AudioContextというシンセサイザーの中で、入力(AudioSourceNode)からいくつかのフィルターのためのノード(ConvolverNodeなど)を経由して、出力(AudioDestinationNode)へと繋ぐ(connect)ことで、音が流れる
ConvolverNodeのバッファーも音声ファイルと同様な形で読み込む。ここで読み込む音声ファイルとは、有限インパルス応答フィルタのデータのことで、平たく言えば、コンサートホールで手を1回打ったときの反響音を録音したもの。これを入力音声とたたみ込み(と言う名前の積分)することで音声に様々なフィルタをかけることができる。私の場合は、SOFAファイルから得られた頭部伝達関数になるんだけど、この話はまたいつか。
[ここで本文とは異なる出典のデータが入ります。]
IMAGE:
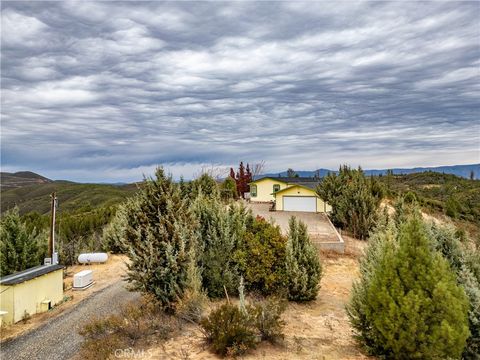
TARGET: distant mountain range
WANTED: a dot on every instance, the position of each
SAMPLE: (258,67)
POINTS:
(31,192)
(20,179)
(458,170)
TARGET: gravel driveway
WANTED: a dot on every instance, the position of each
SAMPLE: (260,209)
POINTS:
(318,226)
(58,338)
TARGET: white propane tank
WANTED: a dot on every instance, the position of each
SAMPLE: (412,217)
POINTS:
(92,258)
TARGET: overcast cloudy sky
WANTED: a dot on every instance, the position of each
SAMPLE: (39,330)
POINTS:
(105,91)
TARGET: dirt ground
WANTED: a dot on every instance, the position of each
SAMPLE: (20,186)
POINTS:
(103,275)
(317,330)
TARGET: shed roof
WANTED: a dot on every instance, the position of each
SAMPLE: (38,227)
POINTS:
(292,180)
(28,274)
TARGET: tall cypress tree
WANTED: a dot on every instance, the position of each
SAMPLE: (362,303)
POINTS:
(18,248)
(159,240)
(303,267)
(220,230)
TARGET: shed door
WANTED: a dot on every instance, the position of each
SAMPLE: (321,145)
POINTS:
(300,203)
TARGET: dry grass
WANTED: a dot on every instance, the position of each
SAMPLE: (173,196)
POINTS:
(315,330)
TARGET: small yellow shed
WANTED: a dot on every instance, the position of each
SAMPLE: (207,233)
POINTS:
(31,291)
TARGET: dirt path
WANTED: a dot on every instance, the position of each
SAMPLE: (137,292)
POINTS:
(58,337)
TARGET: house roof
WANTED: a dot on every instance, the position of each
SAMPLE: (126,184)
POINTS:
(28,274)
(295,185)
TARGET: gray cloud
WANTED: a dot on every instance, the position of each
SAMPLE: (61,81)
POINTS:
(104,91)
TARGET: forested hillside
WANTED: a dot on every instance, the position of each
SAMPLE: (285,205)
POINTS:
(71,196)
(454,196)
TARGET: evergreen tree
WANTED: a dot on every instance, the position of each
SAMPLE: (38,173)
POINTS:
(354,198)
(448,243)
(382,239)
(412,307)
(19,248)
(220,230)
(303,267)
(206,185)
(114,232)
(228,189)
(242,178)
(159,238)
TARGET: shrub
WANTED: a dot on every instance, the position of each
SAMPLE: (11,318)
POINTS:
(402,292)
(354,199)
(262,258)
(159,240)
(303,268)
(229,330)
(267,317)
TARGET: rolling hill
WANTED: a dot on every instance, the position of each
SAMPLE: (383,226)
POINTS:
(458,170)
(31,192)
(21,179)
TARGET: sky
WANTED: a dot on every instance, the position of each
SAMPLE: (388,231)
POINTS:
(107,91)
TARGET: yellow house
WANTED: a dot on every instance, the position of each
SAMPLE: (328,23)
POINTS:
(29,292)
(288,194)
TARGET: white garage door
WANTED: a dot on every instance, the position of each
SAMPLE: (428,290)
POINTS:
(300,203)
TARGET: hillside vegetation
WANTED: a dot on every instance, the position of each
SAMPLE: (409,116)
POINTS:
(19,179)
(71,196)
(454,196)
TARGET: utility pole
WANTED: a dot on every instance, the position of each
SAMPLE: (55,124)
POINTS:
(51,242)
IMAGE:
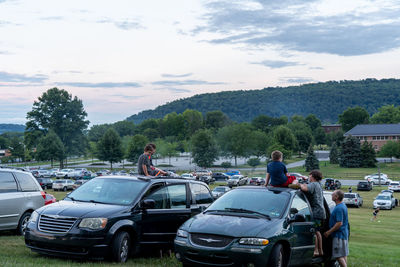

Media Capture and Streams API について
MediaStreamの管轄するオブジェクトはEventTargetを継承している。そのため、stopやdataavailableなどといったイベントを持っている。これらを使って動作を制御できる。
同期・非同期処理について
fetch()などの処理は、時間がかかる。
JavaScriptの環境では、時間がかかる処理を行う関数はPromiseという”約束手形”を返すようになっている。
var file = fetch(url);
console.log(file); // Promise{..}
そのため、受け取ったはずの現金(実は約束手形)をすぐに使おうとすると型エラーが出る。
var file = fetch(url);
file.arrayBuffer(); // Uncaught TypeError: file.arrayBuffer is not a function
解決方法は単純に、金が用意されるまで、ドアを叩いて待っていればいい。
呼び出す元の関数にはasync(非同期)、呼び出す関数にはawait(待つ)だ。
async function getArrayBuf(url) { // awaitを使う関数ではasyncを使う
var file = await detch(url);
return file.arrayBuffer(); // 今度はエラーは出ない。
}
var buf = awaitgetArrayBuf(Url); // 関数を呼び出すときもawaitをつける
欠点は、ドアの前で張り付きになってしまうことで、この間JavaScriptインタプリタは他のことができない。そのため、ページの描画やUIの反応を止めてしまうことだ。
そこでPromiseにはthenやらresolveなど、現金が用意できたときの処理を書いて置くための仕組みが存在する。しかし、私はいまいち使いこなせないため、説明しない。